The food: as always when having dim sum, we order a lot of different things. The dishes aren’t that expensive, so it’s an affordable way of tasting a number of things. And because it’s the restaurants specialty, we order a steamed pike as well. The service starts out a bit slow, but then it speeds up. The food is really nice. We especially enjoy the (sweet) siew pau filled with lotus paste, the spare ribs in black bean sauce and the pike. I wouldn’t order the steamed meat balls again: eating one was like eating a very large soup-ball. The service is a one way street: we ask, they bring. Asking for advice is troublesome. But all in all OK. The bill: 55 SRD all-in. That’s not much considering what you get.

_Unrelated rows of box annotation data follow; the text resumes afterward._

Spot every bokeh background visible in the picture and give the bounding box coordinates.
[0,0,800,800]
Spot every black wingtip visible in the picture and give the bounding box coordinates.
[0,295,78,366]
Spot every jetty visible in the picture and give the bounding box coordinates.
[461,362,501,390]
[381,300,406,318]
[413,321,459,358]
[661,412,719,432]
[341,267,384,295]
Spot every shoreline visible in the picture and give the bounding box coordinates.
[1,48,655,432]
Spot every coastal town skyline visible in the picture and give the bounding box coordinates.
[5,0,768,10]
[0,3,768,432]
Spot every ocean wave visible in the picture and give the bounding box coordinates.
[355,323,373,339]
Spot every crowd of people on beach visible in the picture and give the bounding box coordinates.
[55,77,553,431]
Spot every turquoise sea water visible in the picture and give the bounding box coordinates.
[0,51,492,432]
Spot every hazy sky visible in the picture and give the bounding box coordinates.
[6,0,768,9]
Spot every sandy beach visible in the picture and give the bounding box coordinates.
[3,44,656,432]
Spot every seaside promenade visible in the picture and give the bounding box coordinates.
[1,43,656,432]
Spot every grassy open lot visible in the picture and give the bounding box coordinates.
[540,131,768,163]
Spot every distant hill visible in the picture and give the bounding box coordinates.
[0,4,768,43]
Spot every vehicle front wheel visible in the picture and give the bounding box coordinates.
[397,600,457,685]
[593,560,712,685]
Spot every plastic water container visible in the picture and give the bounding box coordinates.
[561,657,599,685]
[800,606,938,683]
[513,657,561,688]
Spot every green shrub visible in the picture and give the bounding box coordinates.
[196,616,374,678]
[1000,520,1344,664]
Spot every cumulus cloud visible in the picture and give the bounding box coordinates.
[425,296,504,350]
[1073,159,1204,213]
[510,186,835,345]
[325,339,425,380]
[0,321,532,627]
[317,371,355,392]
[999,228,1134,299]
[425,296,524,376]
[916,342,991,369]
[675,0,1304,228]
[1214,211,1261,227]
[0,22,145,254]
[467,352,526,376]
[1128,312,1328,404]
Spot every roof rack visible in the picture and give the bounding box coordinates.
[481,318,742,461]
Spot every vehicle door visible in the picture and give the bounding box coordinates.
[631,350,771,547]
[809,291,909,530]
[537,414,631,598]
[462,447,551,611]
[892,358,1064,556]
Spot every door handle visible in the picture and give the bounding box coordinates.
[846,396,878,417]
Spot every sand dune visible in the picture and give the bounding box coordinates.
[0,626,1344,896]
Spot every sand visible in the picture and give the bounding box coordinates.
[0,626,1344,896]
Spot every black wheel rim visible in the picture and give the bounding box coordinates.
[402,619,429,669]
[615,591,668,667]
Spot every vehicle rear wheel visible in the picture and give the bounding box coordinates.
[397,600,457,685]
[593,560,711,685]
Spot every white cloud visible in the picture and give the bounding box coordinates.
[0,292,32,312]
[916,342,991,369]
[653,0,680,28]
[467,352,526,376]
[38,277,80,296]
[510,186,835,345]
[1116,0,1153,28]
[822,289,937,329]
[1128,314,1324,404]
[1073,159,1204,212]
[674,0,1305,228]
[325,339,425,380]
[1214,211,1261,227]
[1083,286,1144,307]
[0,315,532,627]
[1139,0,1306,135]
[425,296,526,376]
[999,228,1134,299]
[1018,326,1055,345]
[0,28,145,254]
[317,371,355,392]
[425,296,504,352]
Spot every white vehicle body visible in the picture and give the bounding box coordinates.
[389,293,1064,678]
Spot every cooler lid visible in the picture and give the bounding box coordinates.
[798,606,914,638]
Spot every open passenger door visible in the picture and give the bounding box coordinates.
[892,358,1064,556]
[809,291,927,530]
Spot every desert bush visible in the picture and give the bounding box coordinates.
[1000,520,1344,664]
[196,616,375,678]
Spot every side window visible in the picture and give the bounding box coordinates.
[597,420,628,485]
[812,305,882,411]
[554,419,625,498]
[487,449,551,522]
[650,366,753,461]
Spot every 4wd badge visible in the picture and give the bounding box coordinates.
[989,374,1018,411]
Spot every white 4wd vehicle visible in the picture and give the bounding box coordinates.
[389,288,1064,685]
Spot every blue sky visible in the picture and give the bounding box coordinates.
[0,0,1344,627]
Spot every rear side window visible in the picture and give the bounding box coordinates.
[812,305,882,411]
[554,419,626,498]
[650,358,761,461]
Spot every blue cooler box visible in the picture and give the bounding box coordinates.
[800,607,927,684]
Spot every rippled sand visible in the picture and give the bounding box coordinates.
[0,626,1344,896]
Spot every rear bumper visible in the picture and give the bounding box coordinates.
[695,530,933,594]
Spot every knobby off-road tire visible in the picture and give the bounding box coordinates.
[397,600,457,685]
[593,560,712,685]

Food 8 | Atmosphere 6 | Service 6

maandag 18 februari 2013

Su Dong Restaurant

Kitchen: Chinese


Rainbow spareribs
First time here: it’s a fairly new Chinese restaurant. The dining room is, as always, overly lit and has large, round tables. We are having dinner with 7. The welcome is heartily and the service is fine for the entire evening. Especially the Chinese usually speak Sranang (and little or no Dutch), so I’m glad we have an interpreter at the table! Soon our table is filled with delicacies: ‘rainbow’ spare ribs, inside-out fried pike with sweet and sour sauce, Kai lan with garlic, squid and a beef dish. The last one is average, but especially the ribs and the pike are delicious! The ‘rainbow’ refers to the thinly diced colored vegetables that cover the ribs. The fish is firm, but tender and the special frying technique makes it easy to eat, even with chop sticks!

Food 8 | Atmosphere 6+ | Service 8

donderdag 7 februari 2013

Blog for food lovers in Surinam

The Surinamese are grateful eaters. I am not originally from Surinam, but I am definetely a grateful eater too, baja. And I like giving unsolicited advice, thus, this blog!

This year I will make a review of every Surinamese restaurant that I visit. Please join me for the tour. The tasting and experiences are priority, my name is not important. But, to add some spice: I will take the first person who correctly guesses my identity - and who doesn’t know me already - to dinner, my treat!